2017年人文地理学会大会 特別研究発表の題目および概要のお知らせ(予告)

特別研究発表について

2017年の人文地理学会大会は,11月18日(土)~19日(日)の2日間,明治大学駿河台キャンパス リバティタワーを会場に開催されます。
大会初日の11月18日(土)の13時~16時には、以下の4名の方に大会特別研究発表をお願いしています(発表者の50音順に掲載)。

なお,特別研究発表の教室や発表の順番,座長等については,<2017年人文地理学会大会について[第3報]>でお知らせします。

特別研究発表の要旨(発表者の50音順)

地理学からの環境運動研究

淺野敏久(広島大学)

 環境運動を含む社会運動を社会学や政治学は重要な研究対象のひとつとしてきたが,地理学でも社会運動を対象とすることがある。環境に限れば,「自然の地理学」のような社会運動論とは別の切り口からのアプローチもある。本発表では,発表者の調査や活動による知見をもとに,環境運動に地理学がどのようにアプローチできるのかを検討したい。話題としては,1)運動と地域の関わり(運動への地域性の反映,運動による地域への影響),2)環境問題の構築と地域,3)実践としてのエコミュージアム等とする。同じような環境変化に対し,地域によって,運動のしかたや性格,目標が異なることに注目し,地域の文脈から運動および運動が提起する環境問題を理解しようとすること,また,環境運動研究を通じて,各地域の人々の自然に対する見方や態度を理解しようとすることなどは,地理学的アプローチの特徴になると考える。


子どもの地理学の展開-英語圏と日本との比較

大西宏治(富山大学)

 わが国において少子化にともなう子どもの生活環境の変化や子どもの貧困といった問題は様々な学問分野から研究が行われている。しかしながら,日本の地理学界で子どもの生活環境などの研究課題が積極的に取り上げられているとはいえない。それに対して英語圏では,子どもの地理学が盛り上がりを見せており,日本の学界との間に大きな温度差が感じられる。日本の地理学界では子どもに関わる課題が地理教育で取り組まれ研究の蓄積は進んだものの,生活者としての子どもに対して十分な取り組みがあるとはいえない。英語圏の子どもの地理学の展開と同じ時期に子どもの生活空間について新たな視点から取り組んだのが建築学や都市計画などであった。本発表では2000年代以降の英語圏での子どもの地理学の展開について整理するとともに,日本における研究の展開との差異が生じた要因について検討する。


日本の歴史空間と「蝦夷地」像

米家志乃布(法政大学)

 歴史的にみれば,北海道は単なる日本の一地域ではない。現在のわたしたちが「北海道」と呼んでいる地域は,歴史的・空間的に,本州以南の地域と明確に区別されていた。本報告は,いつ如何にして当該地域が「日本」に組み込まれてきたのか,古地図から明らかにすることを目的とする。その際,二つの点に注目する。ひとつは「蝦夷地」が古地図上にどのように描かれてきたのか,ヨーロッパ・ロシア・日本で作製された地図における「蝦夷地」像の特徴を明らかにする。もうひとつは,日本の地図作製における「蝦夷地」/「北海道」の地域情報の収集とその表象のあり方である。
これらの分析により,「和人の土地」としての「蝦夷地」/「北海道」像が創出されていく過程を論じる。同時に,先住民族であるアイヌの人々の空間情報は和人の地図作製に利用されつつも,結果として,その存在は絵図・地図から消えていくことになった。

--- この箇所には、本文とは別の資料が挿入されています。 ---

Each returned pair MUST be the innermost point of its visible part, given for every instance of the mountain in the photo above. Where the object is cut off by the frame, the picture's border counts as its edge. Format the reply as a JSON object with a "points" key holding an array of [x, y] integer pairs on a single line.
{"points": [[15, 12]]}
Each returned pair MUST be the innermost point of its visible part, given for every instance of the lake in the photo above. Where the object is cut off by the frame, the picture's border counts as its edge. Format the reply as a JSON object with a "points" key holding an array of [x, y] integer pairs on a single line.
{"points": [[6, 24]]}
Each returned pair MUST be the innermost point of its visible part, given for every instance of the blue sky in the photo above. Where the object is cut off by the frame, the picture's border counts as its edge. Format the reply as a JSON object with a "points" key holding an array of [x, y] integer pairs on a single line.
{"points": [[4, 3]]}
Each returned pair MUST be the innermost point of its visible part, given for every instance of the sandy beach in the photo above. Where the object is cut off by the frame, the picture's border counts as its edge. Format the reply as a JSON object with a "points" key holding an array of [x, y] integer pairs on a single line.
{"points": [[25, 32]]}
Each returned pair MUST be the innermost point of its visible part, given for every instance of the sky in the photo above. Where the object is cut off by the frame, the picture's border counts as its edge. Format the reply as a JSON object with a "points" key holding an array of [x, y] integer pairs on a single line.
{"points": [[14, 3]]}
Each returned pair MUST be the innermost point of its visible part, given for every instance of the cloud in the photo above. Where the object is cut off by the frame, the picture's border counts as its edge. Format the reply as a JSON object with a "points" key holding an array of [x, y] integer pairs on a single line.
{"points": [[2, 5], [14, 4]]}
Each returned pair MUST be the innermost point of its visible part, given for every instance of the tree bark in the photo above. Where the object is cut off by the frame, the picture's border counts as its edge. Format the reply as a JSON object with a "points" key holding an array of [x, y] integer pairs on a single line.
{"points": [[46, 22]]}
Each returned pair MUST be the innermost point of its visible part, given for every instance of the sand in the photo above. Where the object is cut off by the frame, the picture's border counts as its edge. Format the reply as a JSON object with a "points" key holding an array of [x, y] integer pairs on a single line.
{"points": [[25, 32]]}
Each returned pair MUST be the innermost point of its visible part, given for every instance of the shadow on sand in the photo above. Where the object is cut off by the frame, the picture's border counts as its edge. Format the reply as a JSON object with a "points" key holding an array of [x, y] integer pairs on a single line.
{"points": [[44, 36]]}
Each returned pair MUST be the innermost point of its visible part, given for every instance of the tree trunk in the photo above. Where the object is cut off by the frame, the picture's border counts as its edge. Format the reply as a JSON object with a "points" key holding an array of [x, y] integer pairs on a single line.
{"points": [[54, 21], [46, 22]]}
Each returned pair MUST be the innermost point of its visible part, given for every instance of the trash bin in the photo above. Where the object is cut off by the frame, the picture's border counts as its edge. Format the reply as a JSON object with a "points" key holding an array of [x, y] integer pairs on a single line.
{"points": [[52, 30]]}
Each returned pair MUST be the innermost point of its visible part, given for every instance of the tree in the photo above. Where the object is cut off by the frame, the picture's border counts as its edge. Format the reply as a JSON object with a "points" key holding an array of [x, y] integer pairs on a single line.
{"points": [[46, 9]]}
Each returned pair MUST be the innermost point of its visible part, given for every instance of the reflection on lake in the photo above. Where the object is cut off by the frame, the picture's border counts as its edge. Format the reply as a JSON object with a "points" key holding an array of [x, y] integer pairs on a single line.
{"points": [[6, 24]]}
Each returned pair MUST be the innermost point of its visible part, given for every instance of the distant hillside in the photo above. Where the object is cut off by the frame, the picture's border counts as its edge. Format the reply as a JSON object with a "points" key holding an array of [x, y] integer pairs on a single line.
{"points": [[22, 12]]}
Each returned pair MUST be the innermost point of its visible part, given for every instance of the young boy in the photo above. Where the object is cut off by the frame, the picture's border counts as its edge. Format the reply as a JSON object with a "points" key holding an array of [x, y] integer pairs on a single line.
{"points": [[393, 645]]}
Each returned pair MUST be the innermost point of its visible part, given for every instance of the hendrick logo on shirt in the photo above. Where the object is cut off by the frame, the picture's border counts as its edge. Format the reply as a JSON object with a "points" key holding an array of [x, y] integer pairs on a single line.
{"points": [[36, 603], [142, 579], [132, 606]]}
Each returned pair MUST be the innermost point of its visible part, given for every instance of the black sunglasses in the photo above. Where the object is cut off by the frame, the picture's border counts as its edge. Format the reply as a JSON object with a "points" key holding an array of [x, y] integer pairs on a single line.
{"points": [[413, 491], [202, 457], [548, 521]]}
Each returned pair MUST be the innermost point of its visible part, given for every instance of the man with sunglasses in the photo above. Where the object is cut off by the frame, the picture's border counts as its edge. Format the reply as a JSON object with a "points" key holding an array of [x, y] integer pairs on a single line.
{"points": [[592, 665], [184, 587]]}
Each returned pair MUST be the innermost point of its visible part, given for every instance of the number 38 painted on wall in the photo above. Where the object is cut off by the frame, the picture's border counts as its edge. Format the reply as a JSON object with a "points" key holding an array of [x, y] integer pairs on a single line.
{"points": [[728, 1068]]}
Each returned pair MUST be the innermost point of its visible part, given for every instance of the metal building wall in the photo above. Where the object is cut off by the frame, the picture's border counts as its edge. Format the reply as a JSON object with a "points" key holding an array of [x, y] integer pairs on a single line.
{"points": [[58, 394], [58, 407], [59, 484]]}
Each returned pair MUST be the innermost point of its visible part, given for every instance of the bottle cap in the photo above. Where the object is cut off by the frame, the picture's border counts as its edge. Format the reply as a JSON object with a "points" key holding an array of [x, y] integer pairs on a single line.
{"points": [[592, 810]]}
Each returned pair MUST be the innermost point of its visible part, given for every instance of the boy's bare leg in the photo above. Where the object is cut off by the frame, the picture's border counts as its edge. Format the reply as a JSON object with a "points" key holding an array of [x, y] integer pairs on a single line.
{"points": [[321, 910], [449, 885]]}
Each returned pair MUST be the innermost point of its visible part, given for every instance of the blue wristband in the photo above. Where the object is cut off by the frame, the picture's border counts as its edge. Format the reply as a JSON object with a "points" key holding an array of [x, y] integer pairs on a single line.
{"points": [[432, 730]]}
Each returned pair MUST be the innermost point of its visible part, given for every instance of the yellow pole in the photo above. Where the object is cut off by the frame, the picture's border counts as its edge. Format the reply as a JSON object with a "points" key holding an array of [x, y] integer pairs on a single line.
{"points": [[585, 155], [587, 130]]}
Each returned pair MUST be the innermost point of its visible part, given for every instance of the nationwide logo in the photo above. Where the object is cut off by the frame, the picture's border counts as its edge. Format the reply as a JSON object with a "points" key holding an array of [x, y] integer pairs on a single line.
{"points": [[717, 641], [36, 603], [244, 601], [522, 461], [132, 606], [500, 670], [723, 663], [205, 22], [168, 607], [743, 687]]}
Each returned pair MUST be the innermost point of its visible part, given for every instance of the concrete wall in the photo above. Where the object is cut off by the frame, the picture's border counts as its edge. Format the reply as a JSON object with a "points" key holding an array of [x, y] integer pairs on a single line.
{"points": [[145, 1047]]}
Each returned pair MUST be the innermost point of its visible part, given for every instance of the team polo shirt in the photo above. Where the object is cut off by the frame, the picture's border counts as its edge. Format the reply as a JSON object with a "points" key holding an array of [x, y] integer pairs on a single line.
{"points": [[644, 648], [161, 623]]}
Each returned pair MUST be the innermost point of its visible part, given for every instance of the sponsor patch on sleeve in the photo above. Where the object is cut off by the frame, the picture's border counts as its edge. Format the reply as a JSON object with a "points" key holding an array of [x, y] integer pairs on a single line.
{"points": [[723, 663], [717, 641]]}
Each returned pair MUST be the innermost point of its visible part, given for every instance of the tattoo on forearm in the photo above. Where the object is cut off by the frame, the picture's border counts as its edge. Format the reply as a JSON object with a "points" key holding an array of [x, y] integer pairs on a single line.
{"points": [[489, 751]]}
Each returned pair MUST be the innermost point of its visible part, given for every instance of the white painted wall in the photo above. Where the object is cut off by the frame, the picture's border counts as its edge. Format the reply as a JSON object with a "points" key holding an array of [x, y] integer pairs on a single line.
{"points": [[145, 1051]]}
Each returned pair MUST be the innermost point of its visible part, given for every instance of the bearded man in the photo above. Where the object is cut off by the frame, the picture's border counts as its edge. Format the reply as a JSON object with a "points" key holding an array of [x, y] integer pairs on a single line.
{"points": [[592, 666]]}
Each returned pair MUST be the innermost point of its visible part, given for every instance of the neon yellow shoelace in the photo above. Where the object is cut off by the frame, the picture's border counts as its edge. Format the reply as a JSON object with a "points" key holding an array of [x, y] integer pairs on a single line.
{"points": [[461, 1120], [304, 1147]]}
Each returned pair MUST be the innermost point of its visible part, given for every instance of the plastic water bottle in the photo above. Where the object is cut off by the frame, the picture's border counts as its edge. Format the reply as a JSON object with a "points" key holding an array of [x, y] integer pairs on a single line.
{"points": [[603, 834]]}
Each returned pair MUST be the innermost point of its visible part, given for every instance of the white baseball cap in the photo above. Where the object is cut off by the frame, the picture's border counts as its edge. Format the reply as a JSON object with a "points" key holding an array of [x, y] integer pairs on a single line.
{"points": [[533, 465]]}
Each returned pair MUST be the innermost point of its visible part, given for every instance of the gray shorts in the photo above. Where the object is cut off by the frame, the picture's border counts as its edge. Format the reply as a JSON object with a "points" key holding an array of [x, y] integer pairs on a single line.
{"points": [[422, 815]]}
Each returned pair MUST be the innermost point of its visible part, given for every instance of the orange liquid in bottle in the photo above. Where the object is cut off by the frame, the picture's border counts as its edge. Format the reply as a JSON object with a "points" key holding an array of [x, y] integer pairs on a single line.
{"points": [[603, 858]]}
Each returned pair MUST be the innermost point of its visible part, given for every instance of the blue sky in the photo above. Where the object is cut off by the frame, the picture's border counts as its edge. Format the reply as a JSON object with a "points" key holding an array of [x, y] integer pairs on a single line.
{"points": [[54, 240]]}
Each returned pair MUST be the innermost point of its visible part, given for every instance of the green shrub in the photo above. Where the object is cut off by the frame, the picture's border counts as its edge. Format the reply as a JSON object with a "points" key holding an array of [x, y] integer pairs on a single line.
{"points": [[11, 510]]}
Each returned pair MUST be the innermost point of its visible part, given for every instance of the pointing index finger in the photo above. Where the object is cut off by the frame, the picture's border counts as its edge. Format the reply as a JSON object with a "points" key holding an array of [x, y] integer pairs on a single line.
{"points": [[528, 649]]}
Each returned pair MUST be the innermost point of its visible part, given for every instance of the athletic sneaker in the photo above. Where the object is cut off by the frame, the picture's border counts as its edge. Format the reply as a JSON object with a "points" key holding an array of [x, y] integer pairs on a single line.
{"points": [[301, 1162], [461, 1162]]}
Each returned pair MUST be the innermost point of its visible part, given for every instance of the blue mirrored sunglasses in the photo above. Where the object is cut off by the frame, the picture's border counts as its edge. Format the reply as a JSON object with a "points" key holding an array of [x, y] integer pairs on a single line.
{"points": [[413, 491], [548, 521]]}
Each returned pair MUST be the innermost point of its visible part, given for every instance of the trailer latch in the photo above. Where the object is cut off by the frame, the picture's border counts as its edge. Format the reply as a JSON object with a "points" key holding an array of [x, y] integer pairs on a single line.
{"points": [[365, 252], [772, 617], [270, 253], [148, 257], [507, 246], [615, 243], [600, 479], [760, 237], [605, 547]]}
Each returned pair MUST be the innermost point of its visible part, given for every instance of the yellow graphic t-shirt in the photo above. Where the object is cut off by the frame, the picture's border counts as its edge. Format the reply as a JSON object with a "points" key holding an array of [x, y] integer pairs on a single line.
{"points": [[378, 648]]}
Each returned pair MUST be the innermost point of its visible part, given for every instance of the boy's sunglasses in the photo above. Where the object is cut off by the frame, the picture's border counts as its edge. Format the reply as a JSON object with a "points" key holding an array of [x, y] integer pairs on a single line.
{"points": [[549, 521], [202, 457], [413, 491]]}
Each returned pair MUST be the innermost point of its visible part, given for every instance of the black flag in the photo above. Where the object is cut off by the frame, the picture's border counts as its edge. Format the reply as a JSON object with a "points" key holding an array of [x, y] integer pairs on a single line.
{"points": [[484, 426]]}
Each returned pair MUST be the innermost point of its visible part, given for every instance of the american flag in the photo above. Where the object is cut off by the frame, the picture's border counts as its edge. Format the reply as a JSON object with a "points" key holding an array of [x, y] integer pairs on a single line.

イメージの向こうの集団就職─移動制度の時空間をめぐる再検討─

山口 覚(関西学院大学)

 『Always』や『ひよっこ』といった高度経済成長期を対象とした作品は,新規学卒者の集合的な労働力移動現象である集団就職の情景を描いてきた。一般に集団就職は高度経済成長期の現象だと見なされ,「1954年青森発上野行き就職列車」を嚆矢とするという「神話」もある。社会科学界でもこうした巷説が流布している一方で,行政用語ではなかった集団就職という概念の曖昧さを理解した上で「集団就職」というように括弧付きで表現する者もいる。改めて検討してみると,集団就職は広域職業紹介制度や集団赴任制度といった諸制度によって生じたこと,これらの諸制度がすでに戦前の1930年代に確認され,戦時体制下で確立されたことが理解される。最初の専用臨時就職列車は1939年の運行である。戦後の集団就職は,それらの諸制度が「再開」され強化されることで生成したものであった。この発表では諸制度の展開をめぐる再検討から,一般的なイメージとは異なる相で集団就職をとらえてみたい。